What you can do with it
Run image, video, and audio models from your agent
Ask the agent to generate an image with Flux or transcribe audio: it searches the catalog with search_models, reads the version schema, calls create_predictions, and polls get_predictions until the output URL is ready — no manual API wiring.
Manage fine-tunes and production deployments
Kick off a fine-tune with create_trainings, then stand up a scalable endpoint with create_deployments and run inference against it.
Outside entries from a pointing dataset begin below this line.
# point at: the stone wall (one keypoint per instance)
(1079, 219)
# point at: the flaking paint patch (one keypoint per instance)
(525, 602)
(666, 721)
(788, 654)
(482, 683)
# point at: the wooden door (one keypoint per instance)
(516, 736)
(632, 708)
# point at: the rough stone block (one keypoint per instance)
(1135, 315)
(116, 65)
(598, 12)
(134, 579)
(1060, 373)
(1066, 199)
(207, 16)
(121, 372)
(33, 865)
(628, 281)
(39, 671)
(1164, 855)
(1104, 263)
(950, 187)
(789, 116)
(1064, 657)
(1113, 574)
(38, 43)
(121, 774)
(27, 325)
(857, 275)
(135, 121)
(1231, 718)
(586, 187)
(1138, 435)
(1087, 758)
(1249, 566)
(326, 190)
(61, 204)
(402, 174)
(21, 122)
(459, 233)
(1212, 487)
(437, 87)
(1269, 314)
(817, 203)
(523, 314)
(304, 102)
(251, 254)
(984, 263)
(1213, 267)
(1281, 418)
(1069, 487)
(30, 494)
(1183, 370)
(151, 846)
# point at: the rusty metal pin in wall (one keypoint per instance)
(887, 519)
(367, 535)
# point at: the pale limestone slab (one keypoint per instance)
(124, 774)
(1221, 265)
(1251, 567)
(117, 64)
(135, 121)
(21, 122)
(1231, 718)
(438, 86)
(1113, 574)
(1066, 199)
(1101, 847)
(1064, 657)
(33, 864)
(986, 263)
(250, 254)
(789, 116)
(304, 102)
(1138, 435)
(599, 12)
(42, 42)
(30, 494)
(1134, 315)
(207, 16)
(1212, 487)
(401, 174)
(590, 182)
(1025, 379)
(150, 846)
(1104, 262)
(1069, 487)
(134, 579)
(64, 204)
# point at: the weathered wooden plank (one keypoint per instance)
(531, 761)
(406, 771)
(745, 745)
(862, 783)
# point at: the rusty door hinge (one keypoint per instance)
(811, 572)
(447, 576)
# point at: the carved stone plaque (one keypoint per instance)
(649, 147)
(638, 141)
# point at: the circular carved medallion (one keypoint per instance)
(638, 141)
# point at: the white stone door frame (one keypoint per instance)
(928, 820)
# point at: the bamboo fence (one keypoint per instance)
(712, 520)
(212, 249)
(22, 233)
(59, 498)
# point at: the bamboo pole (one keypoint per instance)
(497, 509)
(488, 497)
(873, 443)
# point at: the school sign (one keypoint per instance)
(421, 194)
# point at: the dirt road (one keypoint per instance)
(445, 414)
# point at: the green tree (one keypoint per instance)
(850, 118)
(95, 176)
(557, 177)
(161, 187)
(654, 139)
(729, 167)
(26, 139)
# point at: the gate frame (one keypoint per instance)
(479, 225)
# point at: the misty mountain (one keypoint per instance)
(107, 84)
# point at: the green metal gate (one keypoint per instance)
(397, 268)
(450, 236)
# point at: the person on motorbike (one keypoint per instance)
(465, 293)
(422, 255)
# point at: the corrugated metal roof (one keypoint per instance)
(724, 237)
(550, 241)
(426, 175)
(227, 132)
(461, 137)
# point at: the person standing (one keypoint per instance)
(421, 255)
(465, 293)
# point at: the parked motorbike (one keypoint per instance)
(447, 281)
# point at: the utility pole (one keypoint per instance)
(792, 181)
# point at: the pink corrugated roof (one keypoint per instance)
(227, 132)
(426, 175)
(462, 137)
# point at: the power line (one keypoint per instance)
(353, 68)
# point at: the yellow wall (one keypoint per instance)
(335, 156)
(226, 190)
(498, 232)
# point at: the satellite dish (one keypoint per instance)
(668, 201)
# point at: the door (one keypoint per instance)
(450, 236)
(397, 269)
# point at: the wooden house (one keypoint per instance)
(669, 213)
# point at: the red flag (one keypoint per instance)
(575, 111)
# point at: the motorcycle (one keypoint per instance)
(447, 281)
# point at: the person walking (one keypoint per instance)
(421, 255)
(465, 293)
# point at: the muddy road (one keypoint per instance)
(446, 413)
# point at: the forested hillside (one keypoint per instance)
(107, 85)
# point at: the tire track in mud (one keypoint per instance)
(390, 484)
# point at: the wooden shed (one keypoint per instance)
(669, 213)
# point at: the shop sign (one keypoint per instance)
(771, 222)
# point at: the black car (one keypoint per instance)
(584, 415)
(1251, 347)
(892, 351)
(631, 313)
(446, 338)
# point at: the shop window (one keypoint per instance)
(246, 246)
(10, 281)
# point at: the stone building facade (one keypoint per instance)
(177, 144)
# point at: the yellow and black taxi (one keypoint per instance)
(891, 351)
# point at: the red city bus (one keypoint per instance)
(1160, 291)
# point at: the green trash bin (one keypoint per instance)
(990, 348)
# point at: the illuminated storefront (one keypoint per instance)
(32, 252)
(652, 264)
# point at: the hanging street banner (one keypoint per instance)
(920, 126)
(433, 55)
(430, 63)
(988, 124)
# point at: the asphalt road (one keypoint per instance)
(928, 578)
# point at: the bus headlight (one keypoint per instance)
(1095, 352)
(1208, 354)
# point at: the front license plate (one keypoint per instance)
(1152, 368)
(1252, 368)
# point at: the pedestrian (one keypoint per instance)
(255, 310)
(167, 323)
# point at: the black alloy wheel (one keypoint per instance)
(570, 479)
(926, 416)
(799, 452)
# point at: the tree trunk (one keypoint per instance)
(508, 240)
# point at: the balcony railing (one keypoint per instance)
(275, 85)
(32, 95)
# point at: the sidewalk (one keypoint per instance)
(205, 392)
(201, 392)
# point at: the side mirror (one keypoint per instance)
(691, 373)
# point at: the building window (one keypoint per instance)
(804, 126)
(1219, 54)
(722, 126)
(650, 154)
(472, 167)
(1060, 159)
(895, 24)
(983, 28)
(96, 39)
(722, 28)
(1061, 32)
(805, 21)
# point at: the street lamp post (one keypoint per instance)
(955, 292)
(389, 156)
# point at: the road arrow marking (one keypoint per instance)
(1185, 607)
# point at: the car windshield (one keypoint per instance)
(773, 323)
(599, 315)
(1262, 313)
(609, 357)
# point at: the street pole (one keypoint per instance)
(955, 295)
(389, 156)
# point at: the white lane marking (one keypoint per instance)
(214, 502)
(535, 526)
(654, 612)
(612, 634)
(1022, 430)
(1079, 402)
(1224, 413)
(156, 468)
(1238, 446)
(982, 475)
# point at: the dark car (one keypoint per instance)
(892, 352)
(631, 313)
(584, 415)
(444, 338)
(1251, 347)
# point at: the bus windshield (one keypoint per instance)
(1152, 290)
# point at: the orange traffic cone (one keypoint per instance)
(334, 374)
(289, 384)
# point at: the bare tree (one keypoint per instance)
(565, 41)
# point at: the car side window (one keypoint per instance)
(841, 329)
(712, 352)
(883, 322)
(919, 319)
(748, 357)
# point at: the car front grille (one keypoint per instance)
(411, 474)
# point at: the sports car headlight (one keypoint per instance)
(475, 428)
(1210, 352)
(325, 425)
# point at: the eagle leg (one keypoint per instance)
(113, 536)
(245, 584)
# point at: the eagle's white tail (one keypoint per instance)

The agent can also list and update deployments to tune hardware and instance counts.
FAQ
- Is it free?
- The MCP server is free and open source, but it calls Replicate's API, which is paid and billed per second of compute (or per run for some official models) against your REPLICATE_API_TOKEN. You only pay for the predictions and trainings you run.
- Does it support remote/OAuth?
- Yes. The recommended deployment is the remote SSE endpoint at https://mcp.replicate.com/sse, which uses a browser-based authentication flow — you paste your Replicate API token into a web page and the server stores it in Cloudflare KV, never exposing it to the model. You can also run it locally over stdio with npx replicate-mcp and a REPLICATE_API_TOKEN.